It is no secret that former Secretary of State Hillary Clinton is on track to become the Democratic Party's nominee in July. If Sanders wants to take the battle to be the Democrats' nominee to the wire, he will have to do well in three caucuses scheduled for Saturday.
In pledged delegates, Clinton leads Sanders 1,223 to 920, according to Associated Press figures. When super delegates are included, Clinton runs away with the delegate count by a 1,691 to 949 margin. The magic number to clinch the nomination is 2,383 delegates.
A total of 172 delegates will be up for grabs Saturday.
1) Sanders does well in caucuses
Democrats in Hawaii, Alaska and Washington will vote in a caucus style contest. These type of contests have generally benefited Sanders as he has won seven of nine caucuses, and of Clinton's two caucus wins, only one was in a convincing manner. Meanwhile, Clinton has won 16 out of 20 primaries.

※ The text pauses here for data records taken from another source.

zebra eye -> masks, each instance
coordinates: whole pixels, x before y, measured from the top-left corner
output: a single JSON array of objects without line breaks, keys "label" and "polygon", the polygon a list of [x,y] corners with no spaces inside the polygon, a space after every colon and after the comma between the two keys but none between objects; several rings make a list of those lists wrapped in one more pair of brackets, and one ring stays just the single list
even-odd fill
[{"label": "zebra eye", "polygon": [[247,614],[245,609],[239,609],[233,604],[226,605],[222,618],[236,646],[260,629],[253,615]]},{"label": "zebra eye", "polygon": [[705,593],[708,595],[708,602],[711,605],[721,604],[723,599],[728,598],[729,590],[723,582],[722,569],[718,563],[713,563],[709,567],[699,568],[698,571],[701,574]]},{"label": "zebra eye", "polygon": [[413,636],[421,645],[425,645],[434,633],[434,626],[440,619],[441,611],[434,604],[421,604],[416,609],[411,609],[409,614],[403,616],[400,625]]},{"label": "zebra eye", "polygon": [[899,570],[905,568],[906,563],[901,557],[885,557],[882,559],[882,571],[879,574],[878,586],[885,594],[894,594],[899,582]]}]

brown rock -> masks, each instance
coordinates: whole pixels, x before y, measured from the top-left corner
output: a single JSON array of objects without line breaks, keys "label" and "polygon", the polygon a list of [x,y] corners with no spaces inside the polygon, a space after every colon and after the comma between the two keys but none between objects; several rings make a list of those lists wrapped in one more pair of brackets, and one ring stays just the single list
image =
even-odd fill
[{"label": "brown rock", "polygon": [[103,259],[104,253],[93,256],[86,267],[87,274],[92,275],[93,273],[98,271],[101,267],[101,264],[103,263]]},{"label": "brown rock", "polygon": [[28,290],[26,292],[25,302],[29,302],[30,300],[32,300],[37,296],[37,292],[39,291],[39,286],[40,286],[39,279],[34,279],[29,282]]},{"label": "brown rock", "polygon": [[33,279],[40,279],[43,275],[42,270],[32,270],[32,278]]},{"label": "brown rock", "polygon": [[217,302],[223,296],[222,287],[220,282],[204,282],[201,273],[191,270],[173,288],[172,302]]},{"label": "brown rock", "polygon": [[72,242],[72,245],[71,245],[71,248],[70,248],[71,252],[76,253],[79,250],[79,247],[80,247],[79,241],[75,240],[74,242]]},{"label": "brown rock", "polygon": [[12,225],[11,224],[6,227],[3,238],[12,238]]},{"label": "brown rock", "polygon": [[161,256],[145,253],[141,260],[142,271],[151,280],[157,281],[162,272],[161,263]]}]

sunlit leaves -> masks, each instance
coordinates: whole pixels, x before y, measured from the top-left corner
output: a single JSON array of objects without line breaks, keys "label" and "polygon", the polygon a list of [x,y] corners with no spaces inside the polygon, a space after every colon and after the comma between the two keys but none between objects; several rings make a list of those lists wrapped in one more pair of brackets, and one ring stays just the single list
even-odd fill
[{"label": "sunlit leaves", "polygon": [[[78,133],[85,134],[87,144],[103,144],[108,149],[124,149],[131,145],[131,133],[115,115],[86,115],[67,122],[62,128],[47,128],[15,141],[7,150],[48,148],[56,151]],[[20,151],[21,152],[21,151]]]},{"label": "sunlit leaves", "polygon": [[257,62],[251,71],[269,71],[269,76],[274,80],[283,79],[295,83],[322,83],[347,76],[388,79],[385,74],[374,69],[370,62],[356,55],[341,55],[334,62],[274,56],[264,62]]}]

For whatever reason, Sanders has been able to turn out support at caucuses instead of primaries.
2) To gain momentum
While it can be argued the effect of momentum during the nominating process, you would rather be the candidate with momentum than the one without. Sanders was able to erase a miserable showing on March 15 when he lost five big states by winning two out of three states on Tuesday. Sanders won the states of Utah and Idaho by a nearly 60-point margin.
3) To take advantage of favorable demographics
In Alaska and Washington, the Democratic base is predominantly white, which has benefited Sanders. Exit polls have showed that Clinton has gained much of her traction with minorities. Washington is by far Saturday's biggest prize, and possibly a state Sanders will do well in.